The idea that you could leave bestiality as a harm-based offence and only prosecute in instances of harm I believe is a flawed way of looking at this, given the nature of the conduct in question and the difficulties involved with prosecuting offences involving animals. Animals are the most vulnerable beings in our care and in our society. Given the lack of benefit and the message that is sent if we allow continued sexual conduct involving those that can never consent and cannot resist, given the power imbalances between humans and animals, a complete ban not only accords with our developing view of criminal law theory, but it also makes good sense.
I'm happy to take any criminal law related questions involving this bill, but let me just mention one concern that I have. It involves the way bestiality is separated from the other animal protection-based offences of the code. It's very clear that bestiality simpliciter—and I define that specifically as being separated from bestiality involving the presence of children—has never been viewed as a sexual offence even though it's contained in the sexual offences section of the code.
I say that because if you look at section 161 of the Criminal Code, which involves prohibition orders and special orders against sex offenders, you see that you cannot even order a ban involving sex offenders on someone who has committed bestiality simpliciter. The reason for this is that the person is not a sex offender in the ordinary way that we think of sex offenders, so you don't need to keep him away, necessarily, from children and other beings, or at least that is what Parliament has said in the past when it enacted section 161. I think that Parliament today is correct in recognizing that bestiality simpliciter is mostly about animals and about protecting them, and in order for that to make sense, it needs to be linked to the punishment sections that involve repeat offenders involving animals.
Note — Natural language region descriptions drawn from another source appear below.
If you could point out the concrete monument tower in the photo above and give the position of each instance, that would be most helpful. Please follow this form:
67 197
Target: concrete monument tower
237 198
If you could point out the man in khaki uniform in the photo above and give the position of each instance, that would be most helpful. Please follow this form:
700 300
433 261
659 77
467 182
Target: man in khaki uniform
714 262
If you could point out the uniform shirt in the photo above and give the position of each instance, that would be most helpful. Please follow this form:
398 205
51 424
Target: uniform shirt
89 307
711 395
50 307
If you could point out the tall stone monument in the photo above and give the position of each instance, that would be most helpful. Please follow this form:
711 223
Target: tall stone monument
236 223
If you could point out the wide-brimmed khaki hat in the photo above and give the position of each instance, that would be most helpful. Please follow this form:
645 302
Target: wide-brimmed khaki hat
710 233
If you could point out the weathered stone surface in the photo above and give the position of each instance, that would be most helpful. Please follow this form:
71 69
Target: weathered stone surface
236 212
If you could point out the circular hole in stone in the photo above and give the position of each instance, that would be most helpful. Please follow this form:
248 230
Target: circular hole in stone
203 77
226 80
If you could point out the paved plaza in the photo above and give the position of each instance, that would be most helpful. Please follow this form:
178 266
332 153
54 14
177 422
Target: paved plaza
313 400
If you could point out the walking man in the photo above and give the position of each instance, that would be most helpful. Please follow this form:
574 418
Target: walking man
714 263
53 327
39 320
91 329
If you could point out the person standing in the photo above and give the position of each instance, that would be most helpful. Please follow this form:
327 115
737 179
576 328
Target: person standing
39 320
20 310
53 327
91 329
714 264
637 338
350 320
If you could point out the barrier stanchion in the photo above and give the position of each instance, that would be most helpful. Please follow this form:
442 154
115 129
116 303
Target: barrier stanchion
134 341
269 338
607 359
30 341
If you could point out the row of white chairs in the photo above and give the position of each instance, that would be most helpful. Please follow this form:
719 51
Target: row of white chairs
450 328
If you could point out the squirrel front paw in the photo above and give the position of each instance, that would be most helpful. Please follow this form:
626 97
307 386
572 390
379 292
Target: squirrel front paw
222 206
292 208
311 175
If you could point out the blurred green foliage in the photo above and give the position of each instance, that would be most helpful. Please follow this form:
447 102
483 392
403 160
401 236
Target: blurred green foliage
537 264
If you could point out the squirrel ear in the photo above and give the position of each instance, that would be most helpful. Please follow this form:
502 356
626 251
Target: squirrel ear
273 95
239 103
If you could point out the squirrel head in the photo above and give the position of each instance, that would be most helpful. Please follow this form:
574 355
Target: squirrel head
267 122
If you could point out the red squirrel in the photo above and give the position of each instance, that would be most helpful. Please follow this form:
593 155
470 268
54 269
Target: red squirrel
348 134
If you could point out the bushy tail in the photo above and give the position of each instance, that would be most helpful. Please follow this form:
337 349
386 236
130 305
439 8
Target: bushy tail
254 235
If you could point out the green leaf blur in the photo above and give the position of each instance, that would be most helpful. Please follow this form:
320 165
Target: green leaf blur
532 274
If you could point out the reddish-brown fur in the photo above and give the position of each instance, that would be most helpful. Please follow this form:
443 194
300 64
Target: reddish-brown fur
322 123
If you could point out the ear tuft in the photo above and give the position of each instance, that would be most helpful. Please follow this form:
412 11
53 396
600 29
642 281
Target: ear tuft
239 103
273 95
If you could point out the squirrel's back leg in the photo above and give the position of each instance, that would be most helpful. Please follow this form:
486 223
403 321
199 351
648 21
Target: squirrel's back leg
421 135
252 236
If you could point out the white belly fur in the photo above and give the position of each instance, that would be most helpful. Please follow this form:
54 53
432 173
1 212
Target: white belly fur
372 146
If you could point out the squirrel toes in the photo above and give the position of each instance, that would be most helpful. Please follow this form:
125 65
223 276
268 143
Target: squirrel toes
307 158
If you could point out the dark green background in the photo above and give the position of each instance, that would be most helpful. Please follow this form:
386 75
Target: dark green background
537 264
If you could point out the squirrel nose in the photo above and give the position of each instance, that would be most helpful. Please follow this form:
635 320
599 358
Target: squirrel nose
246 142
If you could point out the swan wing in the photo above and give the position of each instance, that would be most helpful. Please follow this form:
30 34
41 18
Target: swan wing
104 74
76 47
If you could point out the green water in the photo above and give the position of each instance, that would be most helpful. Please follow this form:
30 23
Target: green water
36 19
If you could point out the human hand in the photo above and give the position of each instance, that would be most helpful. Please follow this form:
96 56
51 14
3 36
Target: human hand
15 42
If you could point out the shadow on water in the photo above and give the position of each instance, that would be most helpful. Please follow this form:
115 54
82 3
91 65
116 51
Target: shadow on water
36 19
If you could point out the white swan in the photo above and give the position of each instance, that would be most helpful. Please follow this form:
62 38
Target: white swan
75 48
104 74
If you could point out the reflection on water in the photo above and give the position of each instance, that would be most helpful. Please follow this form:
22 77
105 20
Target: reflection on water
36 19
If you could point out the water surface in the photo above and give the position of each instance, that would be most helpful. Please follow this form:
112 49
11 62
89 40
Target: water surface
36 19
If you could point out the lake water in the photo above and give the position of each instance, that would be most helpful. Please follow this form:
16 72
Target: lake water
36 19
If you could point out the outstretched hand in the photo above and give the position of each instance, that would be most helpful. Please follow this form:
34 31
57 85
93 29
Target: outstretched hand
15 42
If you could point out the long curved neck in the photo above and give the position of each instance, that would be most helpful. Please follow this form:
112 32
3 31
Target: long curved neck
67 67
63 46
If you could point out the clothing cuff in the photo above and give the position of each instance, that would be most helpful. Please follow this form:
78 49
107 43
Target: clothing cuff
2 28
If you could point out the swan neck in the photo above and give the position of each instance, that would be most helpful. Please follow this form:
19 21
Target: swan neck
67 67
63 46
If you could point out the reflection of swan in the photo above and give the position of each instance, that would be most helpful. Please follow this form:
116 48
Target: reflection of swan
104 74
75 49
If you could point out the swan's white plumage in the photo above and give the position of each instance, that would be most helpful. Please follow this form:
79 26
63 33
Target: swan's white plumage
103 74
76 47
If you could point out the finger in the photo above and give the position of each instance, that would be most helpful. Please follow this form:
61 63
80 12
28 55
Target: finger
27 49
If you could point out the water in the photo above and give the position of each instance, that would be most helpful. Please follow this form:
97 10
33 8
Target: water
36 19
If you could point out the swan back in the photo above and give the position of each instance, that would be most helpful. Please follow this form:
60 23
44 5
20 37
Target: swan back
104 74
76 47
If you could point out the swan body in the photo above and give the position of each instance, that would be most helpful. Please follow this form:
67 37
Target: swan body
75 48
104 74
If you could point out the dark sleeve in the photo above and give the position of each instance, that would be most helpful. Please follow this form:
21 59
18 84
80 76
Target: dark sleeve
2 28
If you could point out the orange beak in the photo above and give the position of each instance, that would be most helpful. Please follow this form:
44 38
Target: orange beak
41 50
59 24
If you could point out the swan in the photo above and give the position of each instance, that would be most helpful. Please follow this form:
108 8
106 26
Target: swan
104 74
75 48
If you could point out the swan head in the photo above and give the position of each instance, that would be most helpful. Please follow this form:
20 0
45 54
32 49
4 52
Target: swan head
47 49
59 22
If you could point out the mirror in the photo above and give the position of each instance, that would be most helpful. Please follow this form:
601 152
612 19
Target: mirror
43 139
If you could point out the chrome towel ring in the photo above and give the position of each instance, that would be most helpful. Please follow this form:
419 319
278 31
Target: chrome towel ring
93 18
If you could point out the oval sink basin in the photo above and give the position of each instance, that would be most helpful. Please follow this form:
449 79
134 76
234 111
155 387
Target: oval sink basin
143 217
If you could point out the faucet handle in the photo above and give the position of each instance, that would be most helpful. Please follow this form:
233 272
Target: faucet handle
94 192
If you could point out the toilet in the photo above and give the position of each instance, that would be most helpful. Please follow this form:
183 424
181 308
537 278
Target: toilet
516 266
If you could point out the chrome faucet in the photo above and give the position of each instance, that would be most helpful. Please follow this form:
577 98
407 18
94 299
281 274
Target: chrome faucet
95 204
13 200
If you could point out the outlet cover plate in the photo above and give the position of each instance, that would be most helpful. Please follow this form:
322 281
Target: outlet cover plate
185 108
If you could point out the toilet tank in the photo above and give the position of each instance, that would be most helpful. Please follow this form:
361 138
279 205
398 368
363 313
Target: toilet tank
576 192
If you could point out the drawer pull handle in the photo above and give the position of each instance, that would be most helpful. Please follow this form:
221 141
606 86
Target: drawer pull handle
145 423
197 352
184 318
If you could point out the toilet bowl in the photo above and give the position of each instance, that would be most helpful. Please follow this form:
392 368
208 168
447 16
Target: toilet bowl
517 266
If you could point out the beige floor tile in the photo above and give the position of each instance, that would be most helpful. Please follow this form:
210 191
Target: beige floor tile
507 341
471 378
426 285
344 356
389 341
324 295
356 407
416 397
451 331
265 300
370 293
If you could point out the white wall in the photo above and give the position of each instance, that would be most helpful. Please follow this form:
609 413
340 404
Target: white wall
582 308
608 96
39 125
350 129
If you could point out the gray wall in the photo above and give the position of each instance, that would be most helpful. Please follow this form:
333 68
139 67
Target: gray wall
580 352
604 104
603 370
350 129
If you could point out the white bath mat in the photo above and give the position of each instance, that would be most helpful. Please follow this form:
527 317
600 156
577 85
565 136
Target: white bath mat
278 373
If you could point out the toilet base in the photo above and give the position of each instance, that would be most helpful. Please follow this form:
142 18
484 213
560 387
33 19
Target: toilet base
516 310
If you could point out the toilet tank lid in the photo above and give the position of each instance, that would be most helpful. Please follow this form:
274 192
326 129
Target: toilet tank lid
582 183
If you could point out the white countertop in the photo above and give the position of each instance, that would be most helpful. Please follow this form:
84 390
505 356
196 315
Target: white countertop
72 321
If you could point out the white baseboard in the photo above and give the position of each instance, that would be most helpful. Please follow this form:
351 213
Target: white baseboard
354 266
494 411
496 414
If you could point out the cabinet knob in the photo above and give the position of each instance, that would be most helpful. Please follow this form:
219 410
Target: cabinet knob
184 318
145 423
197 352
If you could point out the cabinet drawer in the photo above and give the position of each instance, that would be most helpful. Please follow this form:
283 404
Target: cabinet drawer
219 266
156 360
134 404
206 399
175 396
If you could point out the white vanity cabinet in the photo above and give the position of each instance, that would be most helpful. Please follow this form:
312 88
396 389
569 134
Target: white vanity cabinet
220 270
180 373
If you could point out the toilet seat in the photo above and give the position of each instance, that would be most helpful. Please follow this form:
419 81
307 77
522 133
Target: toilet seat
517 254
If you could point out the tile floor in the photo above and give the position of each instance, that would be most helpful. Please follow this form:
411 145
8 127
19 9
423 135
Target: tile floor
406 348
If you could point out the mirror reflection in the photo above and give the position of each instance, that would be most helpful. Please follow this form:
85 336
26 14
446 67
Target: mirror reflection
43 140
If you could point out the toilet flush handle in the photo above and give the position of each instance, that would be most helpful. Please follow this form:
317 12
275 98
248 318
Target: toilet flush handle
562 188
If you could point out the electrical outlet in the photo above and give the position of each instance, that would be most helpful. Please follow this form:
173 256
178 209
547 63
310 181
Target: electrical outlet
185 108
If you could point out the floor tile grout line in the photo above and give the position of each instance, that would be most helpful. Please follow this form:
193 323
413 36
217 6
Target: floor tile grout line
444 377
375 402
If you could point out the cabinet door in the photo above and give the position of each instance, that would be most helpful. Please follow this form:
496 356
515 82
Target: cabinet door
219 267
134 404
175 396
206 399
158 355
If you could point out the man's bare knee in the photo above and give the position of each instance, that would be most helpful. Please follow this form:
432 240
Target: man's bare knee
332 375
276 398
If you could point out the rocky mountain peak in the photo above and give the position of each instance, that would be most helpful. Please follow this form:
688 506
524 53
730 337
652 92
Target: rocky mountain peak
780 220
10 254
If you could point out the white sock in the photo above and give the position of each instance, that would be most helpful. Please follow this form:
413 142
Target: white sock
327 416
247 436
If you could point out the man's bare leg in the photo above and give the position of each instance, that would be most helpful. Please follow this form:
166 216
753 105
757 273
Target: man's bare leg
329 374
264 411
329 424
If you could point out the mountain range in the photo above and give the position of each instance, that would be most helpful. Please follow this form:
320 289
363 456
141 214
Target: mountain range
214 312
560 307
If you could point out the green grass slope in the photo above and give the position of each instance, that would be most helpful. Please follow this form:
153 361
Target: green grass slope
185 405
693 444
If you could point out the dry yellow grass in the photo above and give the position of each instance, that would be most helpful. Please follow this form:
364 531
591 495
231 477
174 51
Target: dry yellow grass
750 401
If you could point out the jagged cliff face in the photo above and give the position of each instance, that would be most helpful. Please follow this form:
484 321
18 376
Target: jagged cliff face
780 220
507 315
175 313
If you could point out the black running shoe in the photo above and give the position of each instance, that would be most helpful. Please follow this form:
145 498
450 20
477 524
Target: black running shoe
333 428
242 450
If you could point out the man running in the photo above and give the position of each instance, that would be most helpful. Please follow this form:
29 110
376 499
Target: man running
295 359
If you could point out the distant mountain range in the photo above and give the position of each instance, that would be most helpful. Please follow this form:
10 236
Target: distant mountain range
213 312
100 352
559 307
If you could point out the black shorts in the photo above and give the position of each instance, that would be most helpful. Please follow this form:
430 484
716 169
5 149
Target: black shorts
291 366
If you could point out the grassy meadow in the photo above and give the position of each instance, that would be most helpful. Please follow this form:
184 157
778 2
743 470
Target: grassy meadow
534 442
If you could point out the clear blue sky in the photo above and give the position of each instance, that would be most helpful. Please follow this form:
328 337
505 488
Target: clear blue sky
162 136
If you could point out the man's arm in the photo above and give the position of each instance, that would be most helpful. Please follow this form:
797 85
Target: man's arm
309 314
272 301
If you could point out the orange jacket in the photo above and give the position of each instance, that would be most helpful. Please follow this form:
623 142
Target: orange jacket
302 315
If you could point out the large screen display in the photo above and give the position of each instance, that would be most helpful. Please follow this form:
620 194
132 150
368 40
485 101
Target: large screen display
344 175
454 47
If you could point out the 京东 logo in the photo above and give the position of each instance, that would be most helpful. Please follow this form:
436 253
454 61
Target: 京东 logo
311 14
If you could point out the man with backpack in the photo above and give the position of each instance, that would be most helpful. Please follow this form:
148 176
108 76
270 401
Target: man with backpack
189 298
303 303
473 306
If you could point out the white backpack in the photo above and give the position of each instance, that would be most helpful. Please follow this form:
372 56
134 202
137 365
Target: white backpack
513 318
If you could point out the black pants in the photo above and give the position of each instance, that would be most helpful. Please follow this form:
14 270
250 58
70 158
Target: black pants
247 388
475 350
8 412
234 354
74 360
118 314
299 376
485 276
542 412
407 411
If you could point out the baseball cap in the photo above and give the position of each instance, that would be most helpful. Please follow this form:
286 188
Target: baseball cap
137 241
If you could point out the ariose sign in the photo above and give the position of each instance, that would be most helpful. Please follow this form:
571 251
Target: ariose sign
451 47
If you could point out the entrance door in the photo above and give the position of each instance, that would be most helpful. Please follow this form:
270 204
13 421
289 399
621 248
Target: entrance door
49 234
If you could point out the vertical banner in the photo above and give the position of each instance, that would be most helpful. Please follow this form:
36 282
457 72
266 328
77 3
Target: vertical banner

I think it is a large mistake not to link this particular offence to the prohibition order section of the code in section 447.1, which allows the court to impose prohibition orders on those who commit bestiality against animals. It seems to me that those who abuse the trust of animals through sexual exploitation simply should not have access to them any further, and whether that is done through a prohibition order, it's really the most effective way to complete that type of sentence upon an offender.
I wish to thank you very much for having me come before the committee today. I'm happy to take any questions that I can assist with.